St. John's Eve and Christmas Eve (24 Dec) are the most important festivals in Estonia. Christmas, celebrated after the winter solstice, falls in the darkest period of the year and is primarily a family-centred holiday. Both the old and the young stand by a decorated, candle-lit Christmas tree waiting for Father Christmas to deliver presents. Afterwards, they all sit down for a festive dinner which usually consists of roast pork, black pudding with cowberry jam, and sauerkraut with roast potatoes.
Other ancient customs, which relate to the time of year, are still practised. On Shrove Tuesday, in February, adults seize the chance to go sledging together with their children, on the pretext of an old custom. On St. Martin's Eve (9 Nov.) and St. Catherine's Day (25 Nov.), children dress up and go from house to house, earning sweets with their singing and dancing.
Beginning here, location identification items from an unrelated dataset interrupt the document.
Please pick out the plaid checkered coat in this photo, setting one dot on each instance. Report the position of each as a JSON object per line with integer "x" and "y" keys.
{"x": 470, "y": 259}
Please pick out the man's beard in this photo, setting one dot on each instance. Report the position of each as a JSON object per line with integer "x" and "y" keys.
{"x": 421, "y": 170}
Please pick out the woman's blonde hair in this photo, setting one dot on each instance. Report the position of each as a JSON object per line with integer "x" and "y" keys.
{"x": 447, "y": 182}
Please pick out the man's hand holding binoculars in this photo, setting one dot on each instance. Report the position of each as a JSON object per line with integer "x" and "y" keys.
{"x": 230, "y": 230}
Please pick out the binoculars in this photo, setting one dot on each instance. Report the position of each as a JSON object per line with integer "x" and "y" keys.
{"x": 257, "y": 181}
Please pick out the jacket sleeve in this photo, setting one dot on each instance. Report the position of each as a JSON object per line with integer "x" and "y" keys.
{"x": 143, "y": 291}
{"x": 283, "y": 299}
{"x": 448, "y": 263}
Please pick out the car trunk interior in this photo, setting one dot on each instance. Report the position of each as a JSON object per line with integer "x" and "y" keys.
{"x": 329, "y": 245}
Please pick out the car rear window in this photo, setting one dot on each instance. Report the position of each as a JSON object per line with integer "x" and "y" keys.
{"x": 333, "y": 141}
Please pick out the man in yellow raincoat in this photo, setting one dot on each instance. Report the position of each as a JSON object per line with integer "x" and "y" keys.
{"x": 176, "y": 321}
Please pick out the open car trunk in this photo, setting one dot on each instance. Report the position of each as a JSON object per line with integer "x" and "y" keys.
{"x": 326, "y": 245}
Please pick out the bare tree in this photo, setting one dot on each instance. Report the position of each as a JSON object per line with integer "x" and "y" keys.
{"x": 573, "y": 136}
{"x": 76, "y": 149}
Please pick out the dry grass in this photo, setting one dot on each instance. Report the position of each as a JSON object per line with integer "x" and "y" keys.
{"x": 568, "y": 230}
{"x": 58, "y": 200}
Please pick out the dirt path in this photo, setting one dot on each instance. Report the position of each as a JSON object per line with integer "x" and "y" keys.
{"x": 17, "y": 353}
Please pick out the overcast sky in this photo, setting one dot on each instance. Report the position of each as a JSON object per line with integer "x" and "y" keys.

In addition to these festivities, Estonians also have several national holidays. The most important falls on 24 February when people celebrate the declaration of independence in 1918. Regardless of the weather, which in February may vary between mild thaw and fierce frost, a military parade takes place in the morning. In the evening, the majority of Estonians gather in front of their television sets to watch the President's reception - if they are not invited to attend themselves, that is.